Bruits et sons du monde
Dans cette pièce radicale de John Cage, le pianiste est assis devant son instrument, mais ne produit aucun son. 4’33’’ se veut une réflexion profonde sur la nature même du silence et sur son absence d’opposition fondamentale avec le son. Entrer dans le silence permet à l’oreille de découvrir d’autres univers sonores jusqu’alors négligés qui peuvent à tout moment devenir musique par la seule importance que l’on veut leur accorder. Selon Cage, « tout ce que nous faisons est musique » dans ce vaste continuum qui, partant du silence, embrasse potentiellement tous les bruits et sons du monde, qu’ils soient organisés ou non. John Cage poursuivit ses expériences musicales sans jamais se soucier des conventions et des idéologies. Il cultiva une sérénité intérieure en rejetant l’expressivité de la musique occidentale et les émotions qu’elle suscite. Il réalisa, entre autres, de nombreux happenings, notamment avec son ami le chorégraphe Merce Cunningham (1919-2009), conçut des partitions graphiques ou encore fit entrer le hasard dans le processus de composition.

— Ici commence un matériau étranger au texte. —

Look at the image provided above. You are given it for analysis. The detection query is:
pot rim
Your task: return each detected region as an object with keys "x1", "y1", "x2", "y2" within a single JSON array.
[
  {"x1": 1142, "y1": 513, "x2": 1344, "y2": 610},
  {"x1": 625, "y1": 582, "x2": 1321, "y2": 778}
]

Une autre révolution musicale majeure eut lieu également en Californie. La Monte Young (né en 1935) réalisa, en 1958, un Trio à cordes qui, par son extrême économie de moyens, peut être considéré comme la première pièce minimaliste. En effet, des notes tenues parfois pendant plusieurs minutes sont entrecoupées de silences pouvant atteindre 40 secondes. La Monte Young cultiva ensuite la vibration sonore infiniment prolongée en réalisant avec quelques amis un projet utopique nommé The Theatre of Eternal Music qui consistait à jouer jour et nuit, sans interruption, des improvisations reposant sur un bourdon. Avec sa femme Marian Zazeela, La Monte Young réalisa aussi des espaces sonores et lumineux appelés Dream Houses, conçus pour durer des années. On lui doit également une immense œuvre pour piano, The Well-Tuned Piano (1964), dont les dernières versions atteignent plus de cinq heures.
Minimalisme répétitif
Dans les années 1960, son ami Terry Riley (né en 1935), donna au minimalisme une autre direction en cultivant le principe de répétition à partir de quelques notes. Sa célèbre pièce In C (1964) connut un succès considérable en touchant notamment un public jeune et jusqu’alors réfractaire à la musique dite « savante ». In C est de longueur et d’effectif variables. Elle contient 53 petits fragments qui sont joués dans un tempo stable marqué par une pulsation constamment présente. Chaque musicien joue chacun des modules autant de fois qu’il le souhaite avant de passer au suivant. L’exécution prend fin lorsque tous les musiciens ont atteint le dernier module. Terry Riley s’écarta ensuite du minimalisme répétitif pour s’orienter vers de longues improvisations réalisées lors de concerts qui pouvaient durer toute une nuit. Le New-Yorkais Steve Reich (né en 1936) s’empara du minimalisme répétitif qu’il explora avec plus de constance et de façon très personnelle, en utilisant divers procédés d’écriture dérivés du canon et en enrichissant le langage harmonique tout en restant dans le système tonal. Philip Glass (né en 1937) explora également le minimalisme répétitif dans une grande variété de genres musicaux allant de la musique pour soliste à l’opéra en passant par la symphonie. Il a également écrit la musique de nombreux films. Comme ses amis Riley et Reich, Glass a cherché à composer une musique accessible au plus grand nombre – une démarche qui se situe aux antipodes des recherches formalistes des compositeurs sériels.